The co-authors believe that the Panorama has what was the hard, outer shell of the planet. “There are no samples of really ancient ocean water lying around, but we do have rocks that interacted with that seawater and remembered that interaction,” says Johnson. The process, he says, is like analyzing coffee grounds to gather information about the water that poured through it. To do that, the researchers analyzed data from more than 100 rock samples from across the dry terrain.
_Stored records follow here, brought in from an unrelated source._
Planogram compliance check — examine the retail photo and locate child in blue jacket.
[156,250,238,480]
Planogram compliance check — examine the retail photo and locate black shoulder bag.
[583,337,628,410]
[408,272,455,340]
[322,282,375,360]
“There are no samples of really ancient ocean water lying around, but we do have rocks that interacted with that seawater and remembered that interaction,” - Benjamin Johnson, Iowa State University
They say the hunt was specifically for two different flavors, or “isotopes”, of oxygen trapped in these ancient rocks. These are the slightly heavier atom called Oxygen-18 and a lighter one called Oxygen-16. The researchers discovered that the ratio of those two isotopes of oxygen may have been a bit off in seawater 3.2 billion years ago—basically, there was a bit more of the Oxygen-18 atom population than the balance that exists in oceans today. “Though these mass differences seem small, they are super sensitive,” Wing said. The change in balance now compared to then is because of the presence of landmass, or continents.
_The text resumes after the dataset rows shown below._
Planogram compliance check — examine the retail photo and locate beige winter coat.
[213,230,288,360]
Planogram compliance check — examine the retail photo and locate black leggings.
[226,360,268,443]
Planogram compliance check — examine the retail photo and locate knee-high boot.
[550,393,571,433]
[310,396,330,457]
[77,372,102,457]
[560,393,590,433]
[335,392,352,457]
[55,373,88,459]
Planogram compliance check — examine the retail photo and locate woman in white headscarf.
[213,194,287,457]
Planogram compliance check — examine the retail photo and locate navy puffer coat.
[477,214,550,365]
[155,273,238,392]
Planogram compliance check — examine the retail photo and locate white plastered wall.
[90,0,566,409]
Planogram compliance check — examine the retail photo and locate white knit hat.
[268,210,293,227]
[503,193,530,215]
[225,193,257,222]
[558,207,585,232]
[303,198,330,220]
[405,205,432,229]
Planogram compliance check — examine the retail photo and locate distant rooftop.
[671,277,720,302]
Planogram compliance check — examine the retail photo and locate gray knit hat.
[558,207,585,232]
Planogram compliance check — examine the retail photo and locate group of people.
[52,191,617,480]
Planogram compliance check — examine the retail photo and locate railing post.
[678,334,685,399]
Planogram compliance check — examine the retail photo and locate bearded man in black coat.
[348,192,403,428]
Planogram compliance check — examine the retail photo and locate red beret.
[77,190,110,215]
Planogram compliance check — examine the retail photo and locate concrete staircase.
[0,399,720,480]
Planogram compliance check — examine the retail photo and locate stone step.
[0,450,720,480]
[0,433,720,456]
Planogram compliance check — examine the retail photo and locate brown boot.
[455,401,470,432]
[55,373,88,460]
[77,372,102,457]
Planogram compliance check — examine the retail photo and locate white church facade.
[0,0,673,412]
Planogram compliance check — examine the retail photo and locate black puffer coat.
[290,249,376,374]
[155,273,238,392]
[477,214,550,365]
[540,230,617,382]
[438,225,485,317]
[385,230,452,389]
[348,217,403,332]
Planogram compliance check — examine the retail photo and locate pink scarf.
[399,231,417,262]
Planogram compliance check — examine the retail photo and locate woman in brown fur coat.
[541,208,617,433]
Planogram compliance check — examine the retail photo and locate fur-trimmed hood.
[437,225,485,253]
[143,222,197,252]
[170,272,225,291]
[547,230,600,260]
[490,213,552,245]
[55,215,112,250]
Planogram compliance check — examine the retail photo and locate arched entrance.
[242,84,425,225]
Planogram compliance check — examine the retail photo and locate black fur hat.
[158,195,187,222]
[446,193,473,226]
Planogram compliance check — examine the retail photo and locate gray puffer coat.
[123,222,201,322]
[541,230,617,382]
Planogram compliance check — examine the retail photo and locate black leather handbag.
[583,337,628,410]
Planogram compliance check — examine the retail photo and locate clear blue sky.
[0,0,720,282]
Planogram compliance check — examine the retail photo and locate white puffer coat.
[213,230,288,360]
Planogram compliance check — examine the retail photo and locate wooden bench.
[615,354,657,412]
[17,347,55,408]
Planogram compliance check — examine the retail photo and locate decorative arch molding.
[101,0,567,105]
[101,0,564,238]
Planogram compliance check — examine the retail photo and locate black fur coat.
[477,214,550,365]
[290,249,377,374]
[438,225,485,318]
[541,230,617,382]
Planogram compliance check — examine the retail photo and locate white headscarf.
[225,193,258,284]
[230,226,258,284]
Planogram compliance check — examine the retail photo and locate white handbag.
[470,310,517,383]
The researchers explain that the land masses now are covered by clay-rich soils that disproportionately take up heavier oxygen isotopes from the water, such as mineral vacuums for Oxygen-18 isotopes. The researchers believe that the higher ratio of Oxygen-18 isotopes back then indicates there were no landmasses to speak of, and no clay-rich soils sucking up these isotopes.
This basically leads to the assumption that continents were formed at some stage because tectonic plates pushed up large chunks of rocks that eventually became the continents we know today. When exactly? The researchers aren’t sure just yet. But they plan to head to younger rock formation sites in Arizona and South Africa to gather hints about when the first landmasses emerged from under the oceans.